Second, sprawl is inherently socially stratifying. Zoning laws are created with minimum-lot-size requirements specifically to prevent lower classes from moving there. The rising number of gated communities separate people.
Sprawl creates deserts devoid of culture. Picture yourself cruising down a strip. You see a McDonald’s, a Kmart, a Burger King, a Subway and all the other common chains. When you are there you could be anywhere in the country. It’s the “Geography of Nowhere.” I once drove on a strip outside Grand Rapids, Mich. for 10 miles and counted eight McDonald’s, six Subways and five Texaco stations. Then there are the Levittown-type subdivisions with their cookie-cutter houses. You would not recognize one house from another if it did not have its street number on the front. Sprawl also isolates individuals because of the enormous distance to anywhere, even between neighbors.
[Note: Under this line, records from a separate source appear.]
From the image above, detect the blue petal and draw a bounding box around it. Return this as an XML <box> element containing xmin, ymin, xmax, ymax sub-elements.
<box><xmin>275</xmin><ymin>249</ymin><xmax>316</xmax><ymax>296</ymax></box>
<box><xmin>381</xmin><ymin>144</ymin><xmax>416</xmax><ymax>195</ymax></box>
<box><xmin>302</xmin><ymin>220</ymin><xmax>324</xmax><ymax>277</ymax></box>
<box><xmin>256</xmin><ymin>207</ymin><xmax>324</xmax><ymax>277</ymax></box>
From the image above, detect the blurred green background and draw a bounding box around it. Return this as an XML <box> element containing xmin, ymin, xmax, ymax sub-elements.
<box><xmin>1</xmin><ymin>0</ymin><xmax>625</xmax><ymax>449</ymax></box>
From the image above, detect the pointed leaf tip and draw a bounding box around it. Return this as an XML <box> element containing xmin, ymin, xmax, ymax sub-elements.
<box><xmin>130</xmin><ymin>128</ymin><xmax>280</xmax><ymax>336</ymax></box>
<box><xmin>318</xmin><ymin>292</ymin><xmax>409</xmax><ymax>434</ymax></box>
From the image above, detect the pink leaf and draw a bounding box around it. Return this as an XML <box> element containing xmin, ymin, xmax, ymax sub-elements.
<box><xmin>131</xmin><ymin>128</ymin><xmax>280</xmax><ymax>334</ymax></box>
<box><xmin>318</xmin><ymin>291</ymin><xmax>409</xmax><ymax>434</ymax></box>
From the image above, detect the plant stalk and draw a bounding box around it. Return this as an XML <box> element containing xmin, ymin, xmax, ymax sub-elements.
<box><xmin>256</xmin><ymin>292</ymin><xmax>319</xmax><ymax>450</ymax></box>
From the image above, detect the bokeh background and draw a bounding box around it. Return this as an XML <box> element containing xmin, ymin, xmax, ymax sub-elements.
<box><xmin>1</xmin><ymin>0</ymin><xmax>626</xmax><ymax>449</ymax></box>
Lastly, sprawl costs lots of money. It stretches a city’s infrastructure across vast expanses of land creating enormous sewer systems, power lines and road networks. Building and maintaining that system is not cheap.
I have only touched upon a few of the perils of sprawl in our lives ? there are many more. But there are also ways through which we can make our communities safer and healthier. First, everyone should be aware of what is happening … sprawl is a real problem. Solutions are available: urban growth boundaries, preservation of farmland and green space, alternate forms of transportation and building compact pedestrian-friendly neighborhoods. You too can act by electing sprawl-conscious candidates, being conscious of where you shop and trying to reduce the amount you drive.
Sprawl is a real problem that lurks underneath the American consumer culture. We can control what our future landscape will look like. The environmentally, socially and culturally destructive effects of the present sprawl is not what we want. There is a better way, and we should all work together to achieve it.